Addressing a press conference here on Monday, N. Srinivasan, Vice-Chairman and Managing Director, said the third quarter performance should be read in the context of cost escalation caused by increased coal price, rise in power tariff and the like.
While the all-India demand growth was around 10.5 per cent, Mr. Srinivasan said the South witnessed a demand growth for the first time after a long time. Cement demand had gone up by 3.31 per cent for the quarter under review. November and December months of 2011 witnessed a demand growth of 13.92 per cent and 14.98 per cent, respectively, as compared to the corresponding months the previous year. This growth in the South came on top of a negative growth of 13.87 per cent in October 2011, he said. Cement demand during the quarter rose by 2.84 per cent in Andhra Pradesh. “We seem to be moving out of the sluggish phase,” he said. While declining to take a guess on the demand trend, he said, “these are first signs of improvement.”

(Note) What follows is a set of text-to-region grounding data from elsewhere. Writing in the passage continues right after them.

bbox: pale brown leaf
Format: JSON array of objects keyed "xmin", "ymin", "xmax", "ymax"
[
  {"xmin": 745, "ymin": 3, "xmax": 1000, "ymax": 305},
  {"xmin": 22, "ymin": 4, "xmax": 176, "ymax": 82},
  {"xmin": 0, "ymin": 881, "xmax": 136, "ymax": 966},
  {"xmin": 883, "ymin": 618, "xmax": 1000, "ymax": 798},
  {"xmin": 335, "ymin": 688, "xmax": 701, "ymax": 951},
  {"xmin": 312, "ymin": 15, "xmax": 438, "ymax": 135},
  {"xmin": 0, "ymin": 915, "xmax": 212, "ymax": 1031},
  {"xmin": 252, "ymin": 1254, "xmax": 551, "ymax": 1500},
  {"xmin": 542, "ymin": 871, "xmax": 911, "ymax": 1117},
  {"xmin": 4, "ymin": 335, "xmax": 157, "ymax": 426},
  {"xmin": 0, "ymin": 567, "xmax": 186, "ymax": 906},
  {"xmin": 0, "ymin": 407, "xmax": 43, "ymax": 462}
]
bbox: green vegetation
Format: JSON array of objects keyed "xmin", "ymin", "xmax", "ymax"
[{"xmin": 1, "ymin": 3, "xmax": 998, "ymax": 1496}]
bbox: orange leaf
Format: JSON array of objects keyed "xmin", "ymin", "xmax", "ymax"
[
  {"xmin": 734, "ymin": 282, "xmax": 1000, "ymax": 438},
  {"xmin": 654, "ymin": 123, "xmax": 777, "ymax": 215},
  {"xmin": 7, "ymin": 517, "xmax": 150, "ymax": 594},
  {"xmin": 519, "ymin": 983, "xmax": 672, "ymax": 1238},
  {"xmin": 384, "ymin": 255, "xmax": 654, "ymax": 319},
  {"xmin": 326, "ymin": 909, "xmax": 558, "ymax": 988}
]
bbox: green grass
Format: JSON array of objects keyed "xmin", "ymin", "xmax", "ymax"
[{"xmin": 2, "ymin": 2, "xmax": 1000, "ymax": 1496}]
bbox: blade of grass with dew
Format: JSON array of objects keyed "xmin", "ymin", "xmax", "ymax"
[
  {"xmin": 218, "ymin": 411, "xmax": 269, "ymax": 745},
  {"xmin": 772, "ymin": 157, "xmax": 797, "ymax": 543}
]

The net price realisation was Rs.3,461 (Rs.2,904) during the quarter under review. Mr. Srinivasan felt prices won't fall. Rather, he expected the ensuing budget to see revenue mop-up exercise. If that happened, it would set off further escalation in cost. The Managing Director said the fourth edition of IPL (Indian Premier League) fetched ICL profits. He did not, however, reveal any number. He said, “market share does not give pricing power to anybody these days since the industry is too fractured.”